Providing sensitive data to pods

    As an administrator, you can use objects to provide this information without exposing that information in clear text.

    The Secret object type provides a mechanism to hold sensitive information such as passwords, OKD client configuration files, private source repository credentials, and so on. Secrets decouple sensitive content from the pods. You can mount secrets into containers using a volume plug-in or the system can use secrets to perform actions on behalf of a pod.

    Key properties include:

    • Secret data can be referenced independently from its definition.

    • Secret data volumes are backed by temporary file-storage facilities (tmpfs) and never come to rest on a node.

    • Secret data can be shared within a namespace.

    YAML Secret object definition

    You must create a secret before creating the pods that depend on that secret.

    When creating secrets:

    • Create a secret object with secret data.

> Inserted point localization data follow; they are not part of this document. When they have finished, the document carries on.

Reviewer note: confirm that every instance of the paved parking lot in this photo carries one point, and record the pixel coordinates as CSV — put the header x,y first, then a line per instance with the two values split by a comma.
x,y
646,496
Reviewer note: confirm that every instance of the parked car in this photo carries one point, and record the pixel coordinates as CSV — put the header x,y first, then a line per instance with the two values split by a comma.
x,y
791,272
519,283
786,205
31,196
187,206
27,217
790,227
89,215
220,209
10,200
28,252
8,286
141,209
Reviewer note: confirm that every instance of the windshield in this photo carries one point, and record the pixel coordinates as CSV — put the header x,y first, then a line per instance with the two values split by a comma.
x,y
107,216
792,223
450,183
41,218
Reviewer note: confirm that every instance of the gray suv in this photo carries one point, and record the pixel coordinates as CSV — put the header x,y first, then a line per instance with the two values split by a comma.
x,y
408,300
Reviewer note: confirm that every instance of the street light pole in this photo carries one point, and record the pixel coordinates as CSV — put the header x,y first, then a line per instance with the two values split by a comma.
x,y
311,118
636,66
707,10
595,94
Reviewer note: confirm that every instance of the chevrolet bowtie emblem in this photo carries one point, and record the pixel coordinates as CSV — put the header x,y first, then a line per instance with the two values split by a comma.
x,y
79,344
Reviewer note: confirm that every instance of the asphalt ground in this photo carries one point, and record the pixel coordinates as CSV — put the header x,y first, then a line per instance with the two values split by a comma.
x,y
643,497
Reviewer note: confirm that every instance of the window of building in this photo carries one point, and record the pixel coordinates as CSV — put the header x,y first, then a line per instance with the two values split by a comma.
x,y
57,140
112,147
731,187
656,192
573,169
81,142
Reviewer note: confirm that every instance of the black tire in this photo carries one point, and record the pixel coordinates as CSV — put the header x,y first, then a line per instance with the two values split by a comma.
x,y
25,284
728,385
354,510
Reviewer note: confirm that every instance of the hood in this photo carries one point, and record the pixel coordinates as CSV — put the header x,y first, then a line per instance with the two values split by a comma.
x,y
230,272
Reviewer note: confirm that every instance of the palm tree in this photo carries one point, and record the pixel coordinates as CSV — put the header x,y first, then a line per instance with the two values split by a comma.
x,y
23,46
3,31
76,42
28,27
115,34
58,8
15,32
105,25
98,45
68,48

    • Update the pod’s service account to allow the reference to the secret.

    • Create a pod, which consumes the secret as an environment variable or as a file (using a secret volume).

    The value in the type field indicates the structure of the secret’s key names and values. The type can be used to enforce the presence of user names and keys in the secret object. If you do not want validation, use the opaque type, which is the default.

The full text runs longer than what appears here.